Researchers have reduced the size of tumors in lab mice by as much as 80 percent with a new vaccine that targets a rogue protein linked to mesothelioma and other deadly cancers.

 

The vaccine triggers an immune response that attacks cancer cells that possess a unique carbohydrate structure, while ignoring the healthy cells.

 

The researchers, from the University of Georgia and the Mayo Clinic in Arizona, engineered tumors in mice that, like human cancer cells, express excessive amounts of MUC1, a protein associated with tumor growth. The MUC1 protein has a shorter set of carbohydrates that set it apart from healthy cells.

 

"This is the first time that a vaccine has been developed that trains the immune system to distinguish and kill cancer cells based on their different sugar structures on proteins such as MUC1," said Sandra Gendler, Grohne Professor of Therapeutics for Cancer Research at the Mayo Clinic and co-senior author on the study.

 

A vaccine directed against MUC1 has tremendous potential, Gendler said.

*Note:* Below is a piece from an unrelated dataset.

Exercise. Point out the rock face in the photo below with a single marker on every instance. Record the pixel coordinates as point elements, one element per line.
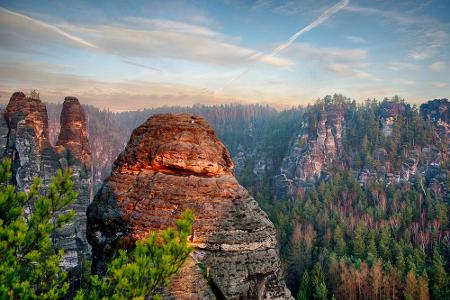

The protein is overexpressed in more than 70 percent of the deadliest cancers, and in 90 percent of so-called triple-negative tumors that are extremely aggressive and difficult to treat.

 

"In the U.S. alone, there are 35,000 patients diagnosed every year whose tumors are triple-negative," study co-author Geert-Jan Boons said. "So we might have a therapy for a large group of patients for which there is currently no drug therapy aside from chemotherapy."

 

The vaccine, described online this week in the journal Proceedings of the National Academy of Sciences, can also be combined with standard chemotherapy in cancers like mesothelioma that often cannot be treated by surgery.

 

Caused by asbestos exposure, mesothelioma is an aggressive cancer of the thin membrane that surrounds the lung and other internal organs. The MUC1 protein is typically overexpressed in epithelioid mesothelioma, the most common form of the disease.

 

MUC1-targeted therapies have been tested on prostate and ovarian malignancies and have shown promise.

 

The vaccine developed by Boons, Gendler and their colleagues has three components:  an immune system booster known as an adjuvant; a component that triggers the production of the immune system's T-helper cells; and a carbohydrate-linked peptide molecule that directs the immune response to cells bearing MUC1 proteins.

 

The researchers are now testing the vaccine on human cells in the laboratory, and they hope to initiate phase I clinical trials to test the safety of the vaccine by late 2013.

 

Boons acknowledged that results in the lab often don't mean success in humans. But, he said, vaccines that target the carbohydrate signatures of cancer cells could play an important role in the treatment of the disease.

 

"We are beginning to have therapies that can teach our immune system to fight what is uniquely found in cancer cells," Boons said. "When combined with early diagnosis, the hope is that one day cancer will become a manageable disease."